Ancak 1 Mart 2003 günü TBMM’de yapılan oylamada, AK Parti’den önemli sayıdaki vekilin yanı sıra CHP’nin de “Hayır” oyu kullanması sonucu Kuzey Irak’a Türk askerinin gitmesine izin çıkmadı.
Her ne kadar o oylamada “Hayır” diyenler, “ABD’yi dize getirmiş gaziler” gibi davransa, CHP; “İktidarı kurtardık” açıklamaları yapsa da, aslında ayaklarımıza kurşun sıkmışlardı. Ve yıllar ilerledikçe kangrene dönüşen; en sonunda ayağımızı kestirecek hale getiren bir yara açmışlardı.
Barzani mi engelledi?
Bu meseleyi referandum oyunu ile birlikte sürekli gündeme getiriyorum.
Çünkü 13 yıl boyunca güneyimizde olup bitenleri uzaktan seyrederek bu dayatma ile karşı karşıya kalmamızın sebebi bu tezkeredir.
Öte yandan, Fırat Kalkanı da çok daha önceden planlandığı halde, TSK’daki FETÖ’cü kriptoların, “Aman ha, Suriye bataklığına girersek bir daha çıkamayız” türü raporları yüzünden gerçekleştirilemedi.
Nitekim 15 Temmuz’dan sonra, TSK’daki bu ifrazat temizlenince, üstelik de “Komutan kalmadı” dedikleri sırada başlatılabilmişti.
Bu hainler, bu harekatı; herhalde kişisel sebeplerle yıllarca engellemedi.
1 Mart Tezkeresi, bu açıdan bakılarak yeniden sorgulanmalıdır.
Mesela Barzani’nin, oylamadan bir hafta önce “Meclis’te 70 adamım var, Türk askeri Kuzey Irak’a giremeyecek” dediği doğru mudur?
Öte yandan, batılı kaynakların bile “Kemalist Sezer ile İslamcı Arınç’ı bir araya getiren tuhaf ittifak” şeklinde dikkat çektiği bu engelleme motivasyonu nedir?
15 günde ne değişti?
Kafaları karıştıran bir husus da şudur.
Bu oylamadan sadece 15 gün sonra 59. Hükümeti kuran Başbakan Erdoğan’ın ilk işi tezkereyi tekrar meclise getirmek oldu ve 20 Mart’ta onaylandı.
Ancak Bush, “Kürt dostlarımız Türk askerini K. Irak’ta istemiyor” diyerek Irak’a gitmemize izin vermemiştir.
Madem ABD, 1 Mart öncesi hazırlıklarının boşa gitmesine öfkelenmişse, Erdoğan’ın ilk karardan sonraki tutumu ve attığı adım, kısa sürede durumun değişeceğini gösteriyordu.

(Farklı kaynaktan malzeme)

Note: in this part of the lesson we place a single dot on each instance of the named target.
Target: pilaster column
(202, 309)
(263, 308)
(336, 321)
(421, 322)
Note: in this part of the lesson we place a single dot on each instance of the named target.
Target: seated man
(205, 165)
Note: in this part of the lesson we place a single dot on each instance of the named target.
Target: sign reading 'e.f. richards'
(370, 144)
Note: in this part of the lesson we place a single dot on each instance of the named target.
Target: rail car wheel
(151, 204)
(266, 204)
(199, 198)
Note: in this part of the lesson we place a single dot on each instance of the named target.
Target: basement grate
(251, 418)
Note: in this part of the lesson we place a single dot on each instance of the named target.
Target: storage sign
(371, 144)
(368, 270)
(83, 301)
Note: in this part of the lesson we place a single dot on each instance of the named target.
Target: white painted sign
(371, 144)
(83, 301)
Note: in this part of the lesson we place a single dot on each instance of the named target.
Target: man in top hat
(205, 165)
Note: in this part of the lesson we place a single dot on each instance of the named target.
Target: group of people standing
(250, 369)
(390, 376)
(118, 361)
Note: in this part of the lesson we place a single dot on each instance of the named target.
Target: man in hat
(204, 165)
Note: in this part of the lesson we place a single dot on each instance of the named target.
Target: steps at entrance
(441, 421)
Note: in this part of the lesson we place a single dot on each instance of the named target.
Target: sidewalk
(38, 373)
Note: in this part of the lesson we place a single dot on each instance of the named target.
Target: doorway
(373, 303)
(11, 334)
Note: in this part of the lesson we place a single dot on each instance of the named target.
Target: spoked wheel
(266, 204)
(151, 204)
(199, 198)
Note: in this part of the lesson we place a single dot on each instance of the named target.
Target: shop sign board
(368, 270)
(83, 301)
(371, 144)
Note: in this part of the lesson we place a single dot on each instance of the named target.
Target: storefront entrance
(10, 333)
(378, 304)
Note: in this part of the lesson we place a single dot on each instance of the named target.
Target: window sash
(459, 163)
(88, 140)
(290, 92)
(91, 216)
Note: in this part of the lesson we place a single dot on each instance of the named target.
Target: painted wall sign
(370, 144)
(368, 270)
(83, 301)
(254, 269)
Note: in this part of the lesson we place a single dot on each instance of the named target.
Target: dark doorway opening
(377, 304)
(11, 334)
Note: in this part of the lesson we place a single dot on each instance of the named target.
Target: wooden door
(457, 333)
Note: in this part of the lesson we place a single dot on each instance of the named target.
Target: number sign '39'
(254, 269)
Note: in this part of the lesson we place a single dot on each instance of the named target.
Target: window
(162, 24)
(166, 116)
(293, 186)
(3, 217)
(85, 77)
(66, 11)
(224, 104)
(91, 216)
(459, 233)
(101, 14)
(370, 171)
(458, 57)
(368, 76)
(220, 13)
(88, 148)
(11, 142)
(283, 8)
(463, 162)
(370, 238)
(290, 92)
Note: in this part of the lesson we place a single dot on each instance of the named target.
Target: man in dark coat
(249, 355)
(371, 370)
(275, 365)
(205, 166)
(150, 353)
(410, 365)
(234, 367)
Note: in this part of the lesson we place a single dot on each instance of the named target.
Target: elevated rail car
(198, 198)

Nitekim Erdoğan 2005’te CNN’den Wolf Blitzer'a verdiği bir röportajda, “Başbakan olduktan sonra Başkan Bush yardımcı olmamı istedi ve ‘Güvenoyunu aldıktan sonra tekrar parlamentoya getireceğim’ dedim” ifadesiyle bunu net olarak ortaya koyuyor.

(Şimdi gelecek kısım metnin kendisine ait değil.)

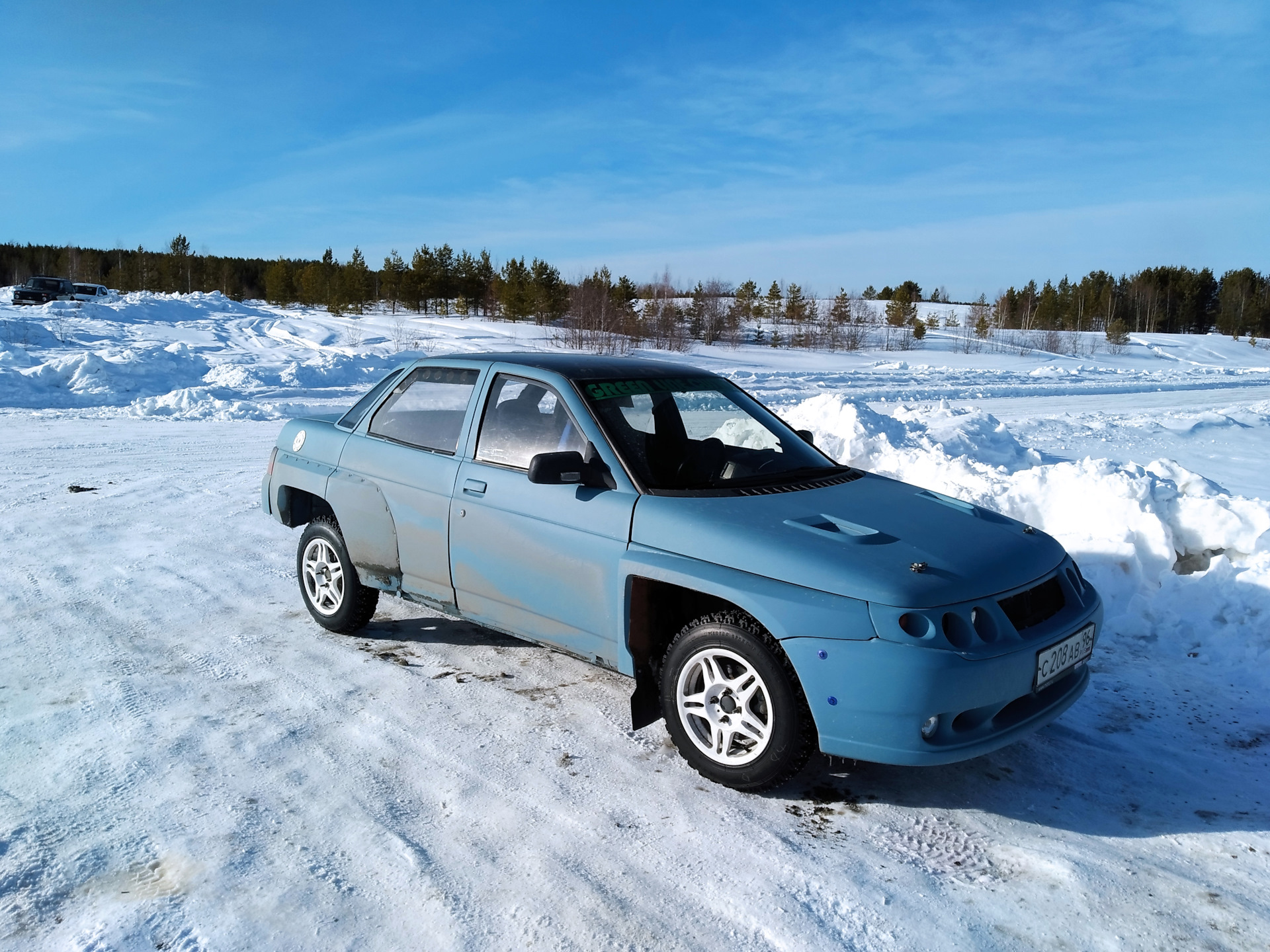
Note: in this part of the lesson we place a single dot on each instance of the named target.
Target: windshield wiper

Sadece iki haftada ne değişti ki ABD’nin “K. Iraklı dostları”, karar değiştirdi?
Ayrıca Amerika, ne zamandan beri Ortadoğu politikasını Barzani’ye sorar olmuştu?

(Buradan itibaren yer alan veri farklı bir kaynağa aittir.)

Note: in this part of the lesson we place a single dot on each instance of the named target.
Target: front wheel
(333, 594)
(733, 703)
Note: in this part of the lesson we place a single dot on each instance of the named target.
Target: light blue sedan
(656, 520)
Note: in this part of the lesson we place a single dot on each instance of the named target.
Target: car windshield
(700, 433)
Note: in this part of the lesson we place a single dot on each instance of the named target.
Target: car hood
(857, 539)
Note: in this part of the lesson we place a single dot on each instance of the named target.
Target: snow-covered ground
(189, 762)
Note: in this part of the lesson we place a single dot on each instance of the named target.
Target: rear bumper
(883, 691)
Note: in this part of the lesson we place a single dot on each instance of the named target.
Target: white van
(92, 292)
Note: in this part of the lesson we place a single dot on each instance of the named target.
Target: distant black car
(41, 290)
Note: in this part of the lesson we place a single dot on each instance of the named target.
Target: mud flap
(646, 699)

Oysa Amerika tıpkı 11 Eylül saldırısını, bu bölgeyi dizayn etmek için bahane ettiği gibi “1 Mart”ı da Türkiye’ye karşı yıllarca kullandı.
O halde, 20 Mart’ta kararını değiştiren vekillerin, 1 Mart’ta neden “Hayır” dediği iyi araştırılmalıdır.